Y la excepción a la obligatoriedad de los ajustes razonables la encontramos en que los mismos supongan o impliquen una “carga excesiva para el empresario”, para lo que debe tenerse en cuenta particularmente “los costes financieros que impliquen, el tamaño de la empresa, los recursos financieros y el volumen de negocios total de la organización o empresa y la disponibilidad de fondos públicos u otro tipo de ayuda”.
Por tanto, para proceder al despido objetivo de los trabajadores en la situación descrita, la empresa debe acreditar expresamente que ha intentado o llevado a cabo los ajustes razonables para su recolocación o adaptación del puesto de trabajo y no ha sido posible, o que las medidas de adaptación imponen una carga económica excesiva para la empresa que las ayudas públicas no cubren o palían de forma suficiente.
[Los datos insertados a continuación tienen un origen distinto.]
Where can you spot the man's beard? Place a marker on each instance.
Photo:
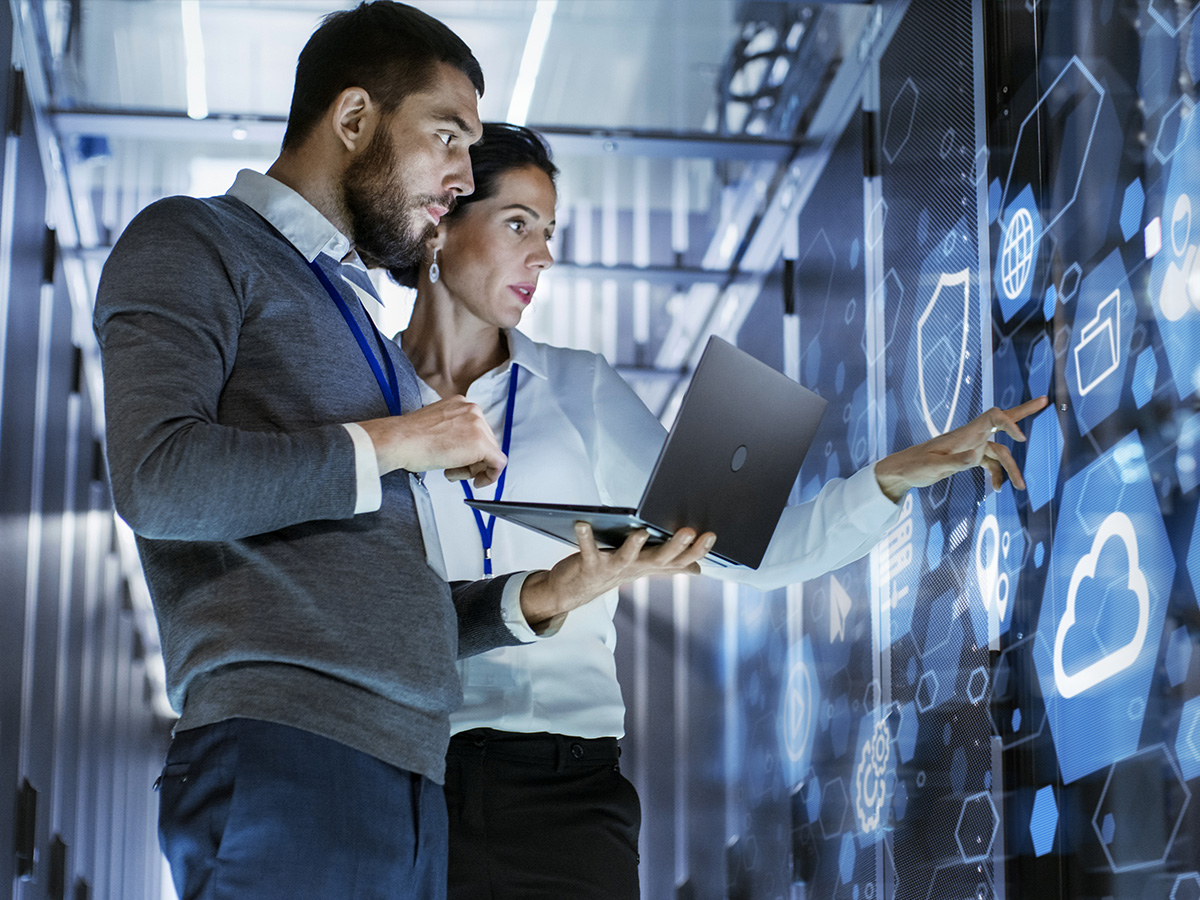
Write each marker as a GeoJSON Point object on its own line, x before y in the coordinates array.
{"type": "Point", "coordinates": [381, 210]}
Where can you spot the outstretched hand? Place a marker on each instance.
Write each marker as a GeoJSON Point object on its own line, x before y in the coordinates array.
{"type": "Point", "coordinates": [958, 450]}
{"type": "Point", "coordinates": [583, 576]}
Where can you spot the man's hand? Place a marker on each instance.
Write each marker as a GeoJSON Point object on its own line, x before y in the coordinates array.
{"type": "Point", "coordinates": [583, 576]}
{"type": "Point", "coordinates": [449, 435]}
{"type": "Point", "coordinates": [959, 450]}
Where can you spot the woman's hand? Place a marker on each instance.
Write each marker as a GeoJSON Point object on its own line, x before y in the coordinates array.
{"type": "Point", "coordinates": [583, 576]}
{"type": "Point", "coordinates": [958, 450]}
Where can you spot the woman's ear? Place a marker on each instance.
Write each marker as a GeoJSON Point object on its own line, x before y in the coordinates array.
{"type": "Point", "coordinates": [438, 240]}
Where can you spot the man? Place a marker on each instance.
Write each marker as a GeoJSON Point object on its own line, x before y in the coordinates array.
{"type": "Point", "coordinates": [262, 442]}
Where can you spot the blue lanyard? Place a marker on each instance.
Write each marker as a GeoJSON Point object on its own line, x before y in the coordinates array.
{"type": "Point", "coordinates": [389, 387]}
{"type": "Point", "coordinates": [485, 531]}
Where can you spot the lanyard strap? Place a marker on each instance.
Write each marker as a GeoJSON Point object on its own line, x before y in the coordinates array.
{"type": "Point", "coordinates": [388, 385]}
{"type": "Point", "coordinates": [486, 529]}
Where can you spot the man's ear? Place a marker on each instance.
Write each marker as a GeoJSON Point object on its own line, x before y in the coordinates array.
{"type": "Point", "coordinates": [354, 118]}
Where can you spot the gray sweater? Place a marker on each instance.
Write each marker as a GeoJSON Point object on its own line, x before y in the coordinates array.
{"type": "Point", "coordinates": [228, 373]}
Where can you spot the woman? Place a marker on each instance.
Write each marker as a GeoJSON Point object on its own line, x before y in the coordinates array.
{"type": "Point", "coordinates": [537, 802]}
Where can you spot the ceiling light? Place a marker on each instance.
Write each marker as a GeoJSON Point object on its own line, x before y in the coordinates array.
{"type": "Point", "coordinates": [531, 61]}
{"type": "Point", "coordinates": [193, 57]}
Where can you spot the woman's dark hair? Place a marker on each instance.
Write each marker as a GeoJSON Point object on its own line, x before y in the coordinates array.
{"type": "Point", "coordinates": [387, 48]}
{"type": "Point", "coordinates": [502, 149]}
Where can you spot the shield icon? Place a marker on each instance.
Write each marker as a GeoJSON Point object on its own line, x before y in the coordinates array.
{"type": "Point", "coordinates": [937, 330]}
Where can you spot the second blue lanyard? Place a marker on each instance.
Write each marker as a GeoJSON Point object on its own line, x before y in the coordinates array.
{"type": "Point", "coordinates": [487, 528]}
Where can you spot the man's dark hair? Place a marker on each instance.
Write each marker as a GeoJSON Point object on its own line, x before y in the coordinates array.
{"type": "Point", "coordinates": [385, 48]}
{"type": "Point", "coordinates": [503, 148]}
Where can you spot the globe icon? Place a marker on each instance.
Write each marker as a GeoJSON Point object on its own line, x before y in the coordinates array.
{"type": "Point", "coordinates": [1017, 253]}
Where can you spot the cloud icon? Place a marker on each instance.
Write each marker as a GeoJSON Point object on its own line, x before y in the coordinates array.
{"type": "Point", "coordinates": [1119, 526]}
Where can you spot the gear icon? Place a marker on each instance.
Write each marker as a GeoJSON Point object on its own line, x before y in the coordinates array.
{"type": "Point", "coordinates": [870, 778]}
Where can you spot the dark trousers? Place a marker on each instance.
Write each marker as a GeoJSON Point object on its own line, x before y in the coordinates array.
{"type": "Point", "coordinates": [253, 810]}
{"type": "Point", "coordinates": [539, 817]}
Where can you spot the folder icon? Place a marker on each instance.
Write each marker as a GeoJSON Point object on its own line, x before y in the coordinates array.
{"type": "Point", "coordinates": [1097, 354]}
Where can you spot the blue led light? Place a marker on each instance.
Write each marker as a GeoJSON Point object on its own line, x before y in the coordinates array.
{"type": "Point", "coordinates": [1103, 609]}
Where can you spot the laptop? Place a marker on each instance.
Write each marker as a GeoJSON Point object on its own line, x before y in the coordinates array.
{"type": "Point", "coordinates": [726, 467]}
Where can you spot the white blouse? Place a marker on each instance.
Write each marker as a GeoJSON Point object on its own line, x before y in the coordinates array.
{"type": "Point", "coordinates": [581, 435]}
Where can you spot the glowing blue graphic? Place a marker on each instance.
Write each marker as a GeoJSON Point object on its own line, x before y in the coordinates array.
{"type": "Point", "coordinates": [1105, 316]}
{"type": "Point", "coordinates": [1043, 457]}
{"type": "Point", "coordinates": [1179, 655]}
{"type": "Point", "coordinates": [833, 808]}
{"type": "Point", "coordinates": [1020, 234]}
{"type": "Point", "coordinates": [999, 556]}
{"type": "Point", "coordinates": [1102, 613]}
{"type": "Point", "coordinates": [1187, 741]}
{"type": "Point", "coordinates": [1041, 363]}
{"type": "Point", "coordinates": [1132, 207]}
{"type": "Point", "coordinates": [797, 720]}
{"type": "Point", "coordinates": [1049, 305]}
{"type": "Point", "coordinates": [900, 118]}
{"type": "Point", "coordinates": [873, 768]}
{"type": "Point", "coordinates": [1132, 834]}
{"type": "Point", "coordinates": [1068, 107]}
{"type": "Point", "coordinates": [1117, 526]}
{"type": "Point", "coordinates": [1044, 821]}
{"type": "Point", "coordinates": [977, 827]}
{"type": "Point", "coordinates": [906, 735]}
{"type": "Point", "coordinates": [940, 397]}
{"type": "Point", "coordinates": [903, 558]}
{"type": "Point", "coordinates": [1145, 375]}
{"type": "Point", "coordinates": [1187, 886]}
{"type": "Point", "coordinates": [941, 652]}
{"type": "Point", "coordinates": [1174, 286]}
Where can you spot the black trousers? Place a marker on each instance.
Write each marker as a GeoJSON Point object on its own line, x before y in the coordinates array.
{"type": "Point", "coordinates": [540, 817]}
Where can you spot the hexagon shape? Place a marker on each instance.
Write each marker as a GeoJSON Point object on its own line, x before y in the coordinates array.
{"type": "Point", "coordinates": [900, 117]}
{"type": "Point", "coordinates": [1163, 12]}
{"type": "Point", "coordinates": [1121, 539]}
{"type": "Point", "coordinates": [977, 827]}
{"type": "Point", "coordinates": [1133, 841]}
{"type": "Point", "coordinates": [1132, 207]}
{"type": "Point", "coordinates": [1174, 129]}
{"type": "Point", "coordinates": [1187, 886]}
{"type": "Point", "coordinates": [834, 804]}
{"type": "Point", "coordinates": [1187, 739]}
{"type": "Point", "coordinates": [1145, 376]}
{"type": "Point", "coordinates": [1043, 457]}
{"type": "Point", "coordinates": [1081, 89]}
{"type": "Point", "coordinates": [1044, 821]}
{"type": "Point", "coordinates": [977, 685]}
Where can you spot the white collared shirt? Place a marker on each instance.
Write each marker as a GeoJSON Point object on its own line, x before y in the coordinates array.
{"type": "Point", "coordinates": [312, 234]}
{"type": "Point", "coordinates": [581, 435]}
{"type": "Point", "coordinates": [304, 226]}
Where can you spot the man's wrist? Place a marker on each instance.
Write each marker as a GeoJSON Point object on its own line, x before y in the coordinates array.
{"type": "Point", "coordinates": [889, 474]}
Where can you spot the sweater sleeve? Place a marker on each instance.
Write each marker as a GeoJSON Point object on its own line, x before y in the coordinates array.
{"type": "Point", "coordinates": [168, 315]}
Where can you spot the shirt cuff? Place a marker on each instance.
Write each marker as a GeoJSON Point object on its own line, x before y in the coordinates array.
{"type": "Point", "coordinates": [865, 499]}
{"type": "Point", "coordinates": [366, 471]}
{"type": "Point", "coordinates": [515, 619]}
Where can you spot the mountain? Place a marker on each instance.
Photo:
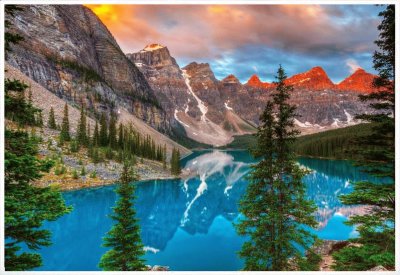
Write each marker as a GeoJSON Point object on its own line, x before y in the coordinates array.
{"type": "Point", "coordinates": [314, 79]}
{"type": "Point", "coordinates": [360, 81]}
{"type": "Point", "coordinates": [70, 52]}
{"type": "Point", "coordinates": [255, 82]}
{"type": "Point", "coordinates": [190, 96]}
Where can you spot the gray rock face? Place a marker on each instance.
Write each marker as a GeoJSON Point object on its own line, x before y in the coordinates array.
{"type": "Point", "coordinates": [69, 51]}
{"type": "Point", "coordinates": [166, 79]}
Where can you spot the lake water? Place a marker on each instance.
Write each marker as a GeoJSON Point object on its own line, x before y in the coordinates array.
{"type": "Point", "coordinates": [188, 225]}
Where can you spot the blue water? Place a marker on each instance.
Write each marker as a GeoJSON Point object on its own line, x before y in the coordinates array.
{"type": "Point", "coordinates": [188, 225]}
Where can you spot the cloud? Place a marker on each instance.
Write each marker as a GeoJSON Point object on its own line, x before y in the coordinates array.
{"type": "Point", "coordinates": [300, 36]}
{"type": "Point", "coordinates": [352, 64]}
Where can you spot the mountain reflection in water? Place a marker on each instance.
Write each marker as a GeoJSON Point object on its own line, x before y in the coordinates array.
{"type": "Point", "coordinates": [188, 224]}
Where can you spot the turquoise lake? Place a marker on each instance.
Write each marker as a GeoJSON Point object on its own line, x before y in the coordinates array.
{"type": "Point", "coordinates": [188, 224]}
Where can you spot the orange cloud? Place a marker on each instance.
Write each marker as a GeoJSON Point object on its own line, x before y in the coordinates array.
{"type": "Point", "coordinates": [209, 30]}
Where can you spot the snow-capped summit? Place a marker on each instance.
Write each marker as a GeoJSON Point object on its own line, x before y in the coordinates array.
{"type": "Point", "coordinates": [360, 81]}
{"type": "Point", "coordinates": [314, 79]}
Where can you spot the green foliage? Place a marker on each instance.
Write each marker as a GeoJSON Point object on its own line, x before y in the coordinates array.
{"type": "Point", "coordinates": [81, 135]}
{"type": "Point", "coordinates": [103, 138]}
{"type": "Point", "coordinates": [83, 171]}
{"type": "Point", "coordinates": [17, 108]}
{"type": "Point", "coordinates": [96, 135]}
{"type": "Point", "coordinates": [124, 237]}
{"type": "Point", "coordinates": [164, 157]}
{"type": "Point", "coordinates": [112, 129]}
{"type": "Point", "coordinates": [275, 208]}
{"type": "Point", "coordinates": [22, 199]}
{"type": "Point", "coordinates": [93, 175]}
{"type": "Point", "coordinates": [377, 228]}
{"type": "Point", "coordinates": [64, 134]}
{"type": "Point", "coordinates": [74, 146]}
{"type": "Point", "coordinates": [75, 174]}
{"type": "Point", "coordinates": [52, 121]}
{"type": "Point", "coordinates": [175, 162]}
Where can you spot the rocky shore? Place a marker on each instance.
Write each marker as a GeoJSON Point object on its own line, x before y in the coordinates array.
{"type": "Point", "coordinates": [105, 172]}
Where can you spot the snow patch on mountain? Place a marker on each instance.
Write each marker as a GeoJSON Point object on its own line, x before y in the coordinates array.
{"type": "Point", "coordinates": [152, 47]}
{"type": "Point", "coordinates": [200, 104]}
{"type": "Point", "coordinates": [177, 119]}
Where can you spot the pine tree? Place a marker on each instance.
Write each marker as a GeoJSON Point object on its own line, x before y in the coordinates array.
{"type": "Point", "coordinates": [39, 119]}
{"type": "Point", "coordinates": [173, 161]}
{"type": "Point", "coordinates": [124, 237]}
{"type": "Point", "coordinates": [121, 136]}
{"type": "Point", "coordinates": [103, 138]}
{"type": "Point", "coordinates": [22, 199]}
{"type": "Point", "coordinates": [376, 228]}
{"type": "Point", "coordinates": [88, 134]}
{"type": "Point", "coordinates": [64, 134]}
{"type": "Point", "coordinates": [81, 131]}
{"type": "Point", "coordinates": [274, 206]}
{"type": "Point", "coordinates": [96, 135]}
{"type": "Point", "coordinates": [26, 207]}
{"type": "Point", "coordinates": [164, 157]}
{"type": "Point", "coordinates": [178, 162]}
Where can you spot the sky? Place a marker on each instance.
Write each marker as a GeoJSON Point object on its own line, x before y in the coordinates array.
{"type": "Point", "coordinates": [252, 39]}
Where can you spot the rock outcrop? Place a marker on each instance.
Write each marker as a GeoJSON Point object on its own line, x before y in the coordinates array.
{"type": "Point", "coordinates": [360, 81]}
{"type": "Point", "coordinates": [70, 52]}
{"type": "Point", "coordinates": [314, 79]}
{"type": "Point", "coordinates": [190, 96]}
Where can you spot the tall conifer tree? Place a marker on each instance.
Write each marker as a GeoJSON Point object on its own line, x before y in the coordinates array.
{"type": "Point", "coordinates": [103, 138]}
{"type": "Point", "coordinates": [124, 237]}
{"type": "Point", "coordinates": [64, 134]}
{"type": "Point", "coordinates": [274, 206]}
{"type": "Point", "coordinates": [81, 136]}
{"type": "Point", "coordinates": [52, 121]}
{"type": "Point", "coordinates": [377, 228]}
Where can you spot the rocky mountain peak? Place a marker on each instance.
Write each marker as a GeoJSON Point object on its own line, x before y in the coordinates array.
{"type": "Point", "coordinates": [314, 79]}
{"type": "Point", "coordinates": [255, 82]}
{"type": "Point", "coordinates": [231, 79]}
{"type": "Point", "coordinates": [153, 47]}
{"type": "Point", "coordinates": [359, 81]}
{"type": "Point", "coordinates": [200, 71]}
{"type": "Point", "coordinates": [153, 55]}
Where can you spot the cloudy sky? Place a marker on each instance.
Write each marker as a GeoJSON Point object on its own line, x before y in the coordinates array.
{"type": "Point", "coordinates": [252, 39]}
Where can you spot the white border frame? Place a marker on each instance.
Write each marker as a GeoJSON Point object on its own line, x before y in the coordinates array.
{"type": "Point", "coordinates": [193, 2]}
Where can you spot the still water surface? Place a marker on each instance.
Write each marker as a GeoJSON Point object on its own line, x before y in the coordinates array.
{"type": "Point", "coordinates": [188, 225]}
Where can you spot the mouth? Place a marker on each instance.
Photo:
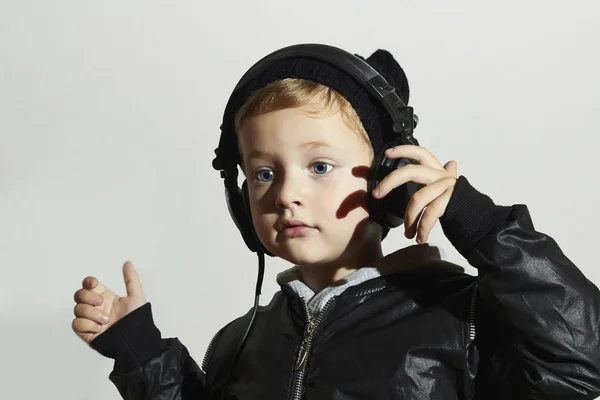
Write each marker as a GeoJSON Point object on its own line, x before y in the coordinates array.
{"type": "Point", "coordinates": [294, 228]}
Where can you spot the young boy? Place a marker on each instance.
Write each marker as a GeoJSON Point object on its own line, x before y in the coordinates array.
{"type": "Point", "coordinates": [348, 322]}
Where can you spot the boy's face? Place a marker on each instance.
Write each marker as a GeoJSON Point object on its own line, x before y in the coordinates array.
{"type": "Point", "coordinates": [310, 170]}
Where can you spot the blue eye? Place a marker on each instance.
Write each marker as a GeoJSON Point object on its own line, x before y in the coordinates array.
{"type": "Point", "coordinates": [321, 168]}
{"type": "Point", "coordinates": [265, 175]}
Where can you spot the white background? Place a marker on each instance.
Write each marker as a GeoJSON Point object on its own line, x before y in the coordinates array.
{"type": "Point", "coordinates": [110, 112]}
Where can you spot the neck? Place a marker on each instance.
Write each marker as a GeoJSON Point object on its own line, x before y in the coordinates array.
{"type": "Point", "coordinates": [319, 276]}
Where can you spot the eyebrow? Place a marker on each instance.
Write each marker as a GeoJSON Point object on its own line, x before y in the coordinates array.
{"type": "Point", "coordinates": [313, 144]}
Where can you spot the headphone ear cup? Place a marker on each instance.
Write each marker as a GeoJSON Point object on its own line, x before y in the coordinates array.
{"type": "Point", "coordinates": [248, 214]}
{"type": "Point", "coordinates": [389, 211]}
{"type": "Point", "coordinates": [242, 219]}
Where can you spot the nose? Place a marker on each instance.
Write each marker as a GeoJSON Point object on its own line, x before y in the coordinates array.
{"type": "Point", "coordinates": [290, 192]}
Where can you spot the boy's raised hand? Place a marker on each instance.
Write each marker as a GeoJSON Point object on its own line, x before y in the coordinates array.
{"type": "Point", "coordinates": [98, 308]}
{"type": "Point", "coordinates": [429, 203]}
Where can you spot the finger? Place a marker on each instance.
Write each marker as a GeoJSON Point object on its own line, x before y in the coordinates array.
{"type": "Point", "coordinates": [430, 216]}
{"type": "Point", "coordinates": [418, 201]}
{"type": "Point", "coordinates": [89, 282]}
{"type": "Point", "coordinates": [90, 312]}
{"type": "Point", "coordinates": [415, 173]}
{"type": "Point", "coordinates": [88, 297]}
{"type": "Point", "coordinates": [84, 325]}
{"type": "Point", "coordinates": [133, 285]}
{"type": "Point", "coordinates": [417, 153]}
{"type": "Point", "coordinates": [452, 167]}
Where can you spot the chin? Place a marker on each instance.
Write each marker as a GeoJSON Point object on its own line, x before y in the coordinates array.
{"type": "Point", "coordinates": [305, 253]}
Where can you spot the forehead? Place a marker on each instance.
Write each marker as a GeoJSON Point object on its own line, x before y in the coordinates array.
{"type": "Point", "coordinates": [295, 127]}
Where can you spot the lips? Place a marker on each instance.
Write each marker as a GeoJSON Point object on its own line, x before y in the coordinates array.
{"type": "Point", "coordinates": [294, 228]}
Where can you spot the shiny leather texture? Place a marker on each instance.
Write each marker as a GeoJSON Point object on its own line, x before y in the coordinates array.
{"type": "Point", "coordinates": [407, 335]}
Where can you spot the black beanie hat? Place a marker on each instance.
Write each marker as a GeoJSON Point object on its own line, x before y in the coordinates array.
{"type": "Point", "coordinates": [370, 111]}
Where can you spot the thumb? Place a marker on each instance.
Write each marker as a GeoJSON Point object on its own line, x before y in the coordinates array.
{"type": "Point", "coordinates": [452, 167]}
{"type": "Point", "coordinates": [132, 281]}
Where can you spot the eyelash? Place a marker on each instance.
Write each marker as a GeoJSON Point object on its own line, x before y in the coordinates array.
{"type": "Point", "coordinates": [258, 172]}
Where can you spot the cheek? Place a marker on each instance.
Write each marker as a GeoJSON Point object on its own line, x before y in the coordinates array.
{"type": "Point", "coordinates": [349, 197]}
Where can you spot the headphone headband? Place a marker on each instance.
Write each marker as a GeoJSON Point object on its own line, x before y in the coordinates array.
{"type": "Point", "coordinates": [403, 119]}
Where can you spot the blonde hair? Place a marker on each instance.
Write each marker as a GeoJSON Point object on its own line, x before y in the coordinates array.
{"type": "Point", "coordinates": [292, 93]}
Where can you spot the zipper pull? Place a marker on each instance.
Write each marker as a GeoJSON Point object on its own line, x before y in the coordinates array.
{"type": "Point", "coordinates": [303, 350]}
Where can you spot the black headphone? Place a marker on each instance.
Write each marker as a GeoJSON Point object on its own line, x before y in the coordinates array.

De lo contrario, el despido será declarado nulo y el trabajador, tendrá derecho a la reincorporación a su puesto de trabajo y a percibir los salarios de tramitación desde la fecha de su despido hasta la fecha de la efectiva readmisión, además, de una posible indemnización adicional por daños morales y por vulneración de los derechos fundamentales del trabajador discapacitado o incapacitado, como recientemente ha confirmado la Sentencia de la Sala de lo Social del Tribunal Supremo de 4 de febrero de 2025.
Por tanto, desde Aba Abogadas aconsejamos a todas las empresas que antes de llevar a cabo un despido de este tipo, busquen asesoramiento especializado, dado que las consecuencias económicas de esta decisión pueden ser muy perjudiciales.